Framework for evaluating the impacts of the systemic innovations

In parallel with the SILLs advancements, a framework was established for evaluating the impacts of the systemic innovations, that was documented in the Impact assessment methodology report. Specific baseline datasets for the assessment of each SILLs were defined and collected and analysis is underway to help steer the innovations towards achieving the ambitious impacts and objectives of the project.

Enhancing the SILLs innovation advancement capability

Furthermore, the consortium has been working on enhancing the SILLs innovation advancement capability through the development of shared resources facilitating new ways and means of cooperating and co-developing innovations.
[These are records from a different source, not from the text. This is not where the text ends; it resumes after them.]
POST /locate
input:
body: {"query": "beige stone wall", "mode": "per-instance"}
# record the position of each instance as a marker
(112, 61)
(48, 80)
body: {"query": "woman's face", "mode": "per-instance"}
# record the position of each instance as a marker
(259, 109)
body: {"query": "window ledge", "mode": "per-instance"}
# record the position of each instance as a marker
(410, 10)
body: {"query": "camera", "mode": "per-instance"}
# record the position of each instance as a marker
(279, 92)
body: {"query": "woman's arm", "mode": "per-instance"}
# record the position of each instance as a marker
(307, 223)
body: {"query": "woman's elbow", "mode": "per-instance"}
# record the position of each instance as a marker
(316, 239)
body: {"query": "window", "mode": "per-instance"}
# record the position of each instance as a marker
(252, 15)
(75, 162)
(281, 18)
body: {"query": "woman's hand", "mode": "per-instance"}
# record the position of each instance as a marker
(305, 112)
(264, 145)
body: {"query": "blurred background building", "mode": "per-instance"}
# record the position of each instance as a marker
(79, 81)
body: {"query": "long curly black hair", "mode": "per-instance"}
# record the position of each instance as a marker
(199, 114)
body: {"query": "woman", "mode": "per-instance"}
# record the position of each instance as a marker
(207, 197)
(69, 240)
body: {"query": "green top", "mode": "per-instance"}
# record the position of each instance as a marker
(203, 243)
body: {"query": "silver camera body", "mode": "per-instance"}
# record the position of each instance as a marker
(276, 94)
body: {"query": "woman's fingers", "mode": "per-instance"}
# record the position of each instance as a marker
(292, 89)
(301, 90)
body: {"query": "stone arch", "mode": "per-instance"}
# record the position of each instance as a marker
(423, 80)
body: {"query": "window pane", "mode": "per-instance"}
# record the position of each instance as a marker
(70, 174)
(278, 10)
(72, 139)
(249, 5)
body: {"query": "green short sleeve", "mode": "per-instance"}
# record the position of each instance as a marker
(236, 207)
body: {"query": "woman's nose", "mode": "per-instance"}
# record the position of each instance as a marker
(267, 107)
The project’s Big Data Infrastructural Services (BDIS) and 0FLW dataspace were delivered and have been actively used by the Living Labs. Additionally, the SILLs requirements for smart applications, machine learning algorithms and AI have been collected and their implementation is under way through close cooperation between the SILL partners and the software and algorithms providing partners.

In addition to that, an innovation diffusion model has been under development to underpin the scaling up trajectories for the systemic innovations. In addition to that, understanding of actors’ incentives and critical success factors identification has been planned through a series of workshops involving stakeholders in regions with potential to engage in FLW innovation.

Sustainable exploitation routes

The work on the sustainable exploitation routes for the projects results started early in the project with an in-depth market analysis of the four clusters in which the innovations have been grouped: IT platform, Pre- and post-harvest innovations, Food processing innovations and Wholesale, retail and consumer innovations. Work on the commercial exploitation and growth trajectory is under way with customer validation, solution alignment under development, possibly leading to the provision of currently missing end products and services that align with consumer attitudes, food actor needs and policy trends. The work to manage and protect the strategic IP created withing the project is progressing in parallel. The advancement beyond the state of the art has been carefully monitored and documented in the Key Exploitable Results register and the grounds for the expected patents filing has been put.

Identifying alternative near-zero FLW pathways

To establish a clear ‘FLW impact trajectory’ steered through a ‘just transition pathway’ towards a near-zero FLW in 2050, the team has started work on identifying alternative near-zero FLW pathways through direct engagement with stakeholders in working groups for Policy, Consumer and Innovations areas.

This work has been underpinned by in-depth literature review of existing and planned regulations, analysis of barriers identified by food supply chain actors through the work of the SILLs and the development of FLW economic model. The later will be used as a validation tool for the impact of the FLW operational & policy interventions at the meso- (food sector) and macro- (EU) levels.

Collaborative activities

The ZeroW holistic and systematic approach to prevent and decrease FLW is supported by extensive collaborative activities with the rest of the projects, funded under the same H2020 call, as well as a wide number of other related projects and initiatives.

The project is an active member of GD-SO, CCN and Food2030 networks and is working to establish closer collaboration on technical level with some of the sister projects. Furthermore, ZeroW has been contributing to the Open Research approach by publishing gold access articles (4 produced in the first 18 months), practice abstracts and as well as making available its non-commercially sensitive results through the project website and Zenodo open repository.

Through its live social media accounts and actively generated content by the Consortium members ZeroW is raising awareness and communicating with the wider stakeholders.